Reprenons point par point le résumé du mythe tel que le propose le Dictionnaire des symboles : « La Grand-Mère des hommes tombe du ciel sur la mer; il n’y avait alors pas de terre. La tortue recueille la Grand-Mère sur son dos que le rat musqué recouvre de vase ramenée du fond de l’océan. Ainsi se forme peu à peu sur le dos de la tortue la première île, qui deviendra la terre tout entière. »

La Grand-Mère des hommes qui tombe du ciel, c’est Ana d’Alcor, tombée de la Grande Ourse, cette constellation que tout le monde peut reconnaître au ciel du nord. Alcor n’en est pas l’étoile la plus brillante. Et pourtant, c’est le soleil des Ouriens, les habitants de la planète Ur qu’on prononce Our, la planète des Ours. Ces Ours sont des reptiles, des Reptiliens comme on dit avec un mépris ridicule et primaire. Si le reptilien dégoûte, alors que penser du noyau cervical, partie la plus archaïque de l’encéphale, le cerveau reptilien ?

Elle tombe sur la mer parce qu’il n’y avait pas encore de terre. Pas de terre, mais la Terre. Sinon sur quoi aurait reposé la mer ? Comme la Grand-Mère, la tortue est un reptile. Sous sa carapace transparente, elle sert de refuge et de moyen de transport. Elle est un vaisseau-mère. Elle est Hyperborée. Sa taille s’approche de celle d’une planète. Sur ses quatre continents, la Tortue géante abrite 30 millions de surhommes : les dieux d’avant. Tous reptiliens.
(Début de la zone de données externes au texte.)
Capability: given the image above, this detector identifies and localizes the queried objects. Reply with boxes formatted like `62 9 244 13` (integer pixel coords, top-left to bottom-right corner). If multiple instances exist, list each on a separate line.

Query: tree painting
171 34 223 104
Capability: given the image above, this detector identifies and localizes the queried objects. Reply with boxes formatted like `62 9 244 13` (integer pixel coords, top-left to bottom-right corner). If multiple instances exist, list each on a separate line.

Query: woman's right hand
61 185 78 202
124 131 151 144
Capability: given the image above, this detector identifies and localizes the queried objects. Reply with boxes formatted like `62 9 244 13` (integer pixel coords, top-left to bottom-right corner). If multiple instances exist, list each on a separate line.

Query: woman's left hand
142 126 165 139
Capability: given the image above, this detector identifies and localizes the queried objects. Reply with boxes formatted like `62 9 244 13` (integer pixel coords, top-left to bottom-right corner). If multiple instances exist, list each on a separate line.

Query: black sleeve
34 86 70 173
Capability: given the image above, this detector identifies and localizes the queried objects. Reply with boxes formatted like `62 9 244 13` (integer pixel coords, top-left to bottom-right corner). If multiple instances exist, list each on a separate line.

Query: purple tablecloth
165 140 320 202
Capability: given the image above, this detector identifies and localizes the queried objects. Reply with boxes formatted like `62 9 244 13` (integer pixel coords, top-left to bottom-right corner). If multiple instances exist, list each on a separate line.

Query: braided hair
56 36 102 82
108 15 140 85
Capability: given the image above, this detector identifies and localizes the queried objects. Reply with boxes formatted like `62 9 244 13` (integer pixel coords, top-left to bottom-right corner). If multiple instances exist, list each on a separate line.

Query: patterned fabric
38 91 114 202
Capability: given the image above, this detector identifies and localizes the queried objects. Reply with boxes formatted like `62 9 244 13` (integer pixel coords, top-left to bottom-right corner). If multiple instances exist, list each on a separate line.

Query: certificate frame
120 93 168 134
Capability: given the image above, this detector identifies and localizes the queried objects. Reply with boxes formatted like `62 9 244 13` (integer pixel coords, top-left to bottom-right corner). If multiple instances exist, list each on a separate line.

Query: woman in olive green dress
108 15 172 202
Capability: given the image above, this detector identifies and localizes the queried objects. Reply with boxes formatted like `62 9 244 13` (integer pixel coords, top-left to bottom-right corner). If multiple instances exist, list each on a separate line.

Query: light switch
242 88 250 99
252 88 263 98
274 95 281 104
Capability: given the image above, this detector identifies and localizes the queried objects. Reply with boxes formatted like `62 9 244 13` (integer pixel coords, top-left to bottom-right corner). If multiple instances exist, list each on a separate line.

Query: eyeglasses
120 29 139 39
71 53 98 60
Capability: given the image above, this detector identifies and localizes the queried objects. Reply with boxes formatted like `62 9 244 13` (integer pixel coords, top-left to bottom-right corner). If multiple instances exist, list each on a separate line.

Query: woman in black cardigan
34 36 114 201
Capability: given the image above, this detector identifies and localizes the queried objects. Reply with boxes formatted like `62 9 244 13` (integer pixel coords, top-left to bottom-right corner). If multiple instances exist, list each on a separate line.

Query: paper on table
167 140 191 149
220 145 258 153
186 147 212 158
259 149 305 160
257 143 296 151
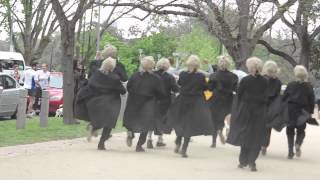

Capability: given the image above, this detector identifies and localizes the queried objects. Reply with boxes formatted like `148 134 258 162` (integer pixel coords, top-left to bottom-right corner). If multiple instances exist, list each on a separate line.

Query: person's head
262 60 280 78
246 57 263 75
186 55 200 72
95 51 102 60
41 63 48 72
140 56 155 72
99 57 116 74
31 63 37 71
156 58 170 71
217 56 231 71
293 65 308 82
102 44 118 59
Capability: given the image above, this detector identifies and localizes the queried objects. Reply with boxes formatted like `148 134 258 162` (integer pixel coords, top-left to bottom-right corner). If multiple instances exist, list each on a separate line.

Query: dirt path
0 127 320 180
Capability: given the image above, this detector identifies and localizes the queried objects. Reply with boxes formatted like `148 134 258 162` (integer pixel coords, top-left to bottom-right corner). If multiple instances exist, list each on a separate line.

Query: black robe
123 72 165 133
168 71 213 137
88 60 128 82
75 71 126 129
283 81 315 126
227 75 268 149
209 70 238 130
155 70 179 135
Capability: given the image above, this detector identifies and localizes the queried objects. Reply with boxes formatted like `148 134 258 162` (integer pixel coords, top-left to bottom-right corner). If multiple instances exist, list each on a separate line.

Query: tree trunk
61 23 75 124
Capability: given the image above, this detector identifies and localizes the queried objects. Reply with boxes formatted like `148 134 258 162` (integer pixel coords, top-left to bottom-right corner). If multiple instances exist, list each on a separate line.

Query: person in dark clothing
209 56 238 148
88 45 128 82
147 58 179 148
123 56 165 152
227 57 268 171
167 55 213 158
75 58 126 150
261 61 281 155
283 65 315 159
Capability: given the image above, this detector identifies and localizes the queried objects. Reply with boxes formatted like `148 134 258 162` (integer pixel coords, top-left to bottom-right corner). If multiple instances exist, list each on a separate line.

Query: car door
0 74 19 116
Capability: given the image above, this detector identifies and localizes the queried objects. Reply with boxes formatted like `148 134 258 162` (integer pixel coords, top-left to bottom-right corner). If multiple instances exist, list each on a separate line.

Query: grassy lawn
0 118 124 147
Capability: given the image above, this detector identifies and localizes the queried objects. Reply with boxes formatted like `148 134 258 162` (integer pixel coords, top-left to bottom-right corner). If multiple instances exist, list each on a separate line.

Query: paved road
0 127 320 180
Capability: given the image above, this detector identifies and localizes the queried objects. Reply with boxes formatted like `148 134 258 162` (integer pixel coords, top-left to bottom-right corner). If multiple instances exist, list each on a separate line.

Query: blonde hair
101 44 118 59
186 55 200 72
156 58 170 71
140 56 155 72
217 56 231 70
293 65 308 82
262 60 280 77
246 57 263 75
99 57 116 74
Que vient faire le rat musqué dans cette affaire ? Oh c’est très simple. Le premier mammifère qui est apparu sur terre à l’époque des grands dinosaures, c’est lui. Le rat musqué. Il devait se sentir bien seul au beau milieu de tous ces reptiles… En Chine ont été découverts les fossiles des tout premiers ancêtres des mammifères. Ils vivaient au temps des dinosaures, ils ont côtoyé les diplodocus et les tyrannosaures, il y a de 160 à 165 millions d’années, au beau milieu du jurassique. Et leurs lointains descendants leur ont survécu. Le dernier découvert a été nommé Rugosodon eurasiaticus. Il mesure 17 cm du museau au bout de la queue pour un poids d’environ 80 g, et il ressemble à un rat. (source)

 

 

Les premiers humains, croisement du reptile et de ce mammifère, savaient déjà tout ça. C’est clairement dit dans la légende que ces très lointains ancêtres nous ont transmis. Quelle science que la leur ! Faut-il encore croire au mythe du progrès ? Ces « hommes des cavernes« , comme certains les nomment encore, étaient-ils si ignorants qu’on l’a cru longtemps ? Quand je pense que beaucoup d’imbéciles diplômés le croient encore ! Les malheureux…

Gardons-nous de rire des légendes que nous ne comprenons pas. Celui qui se drape dans son ignorance en décrétant ces contes sans queue ni tête, c’est lui qui n’a pas de tête. Les légendes n’en manquent jamais. Encore faut-il savoir les comprendre. Legenda, en latin, signifie « qui mérite d’être lu« . Et qui mérite d’être compris, aussi.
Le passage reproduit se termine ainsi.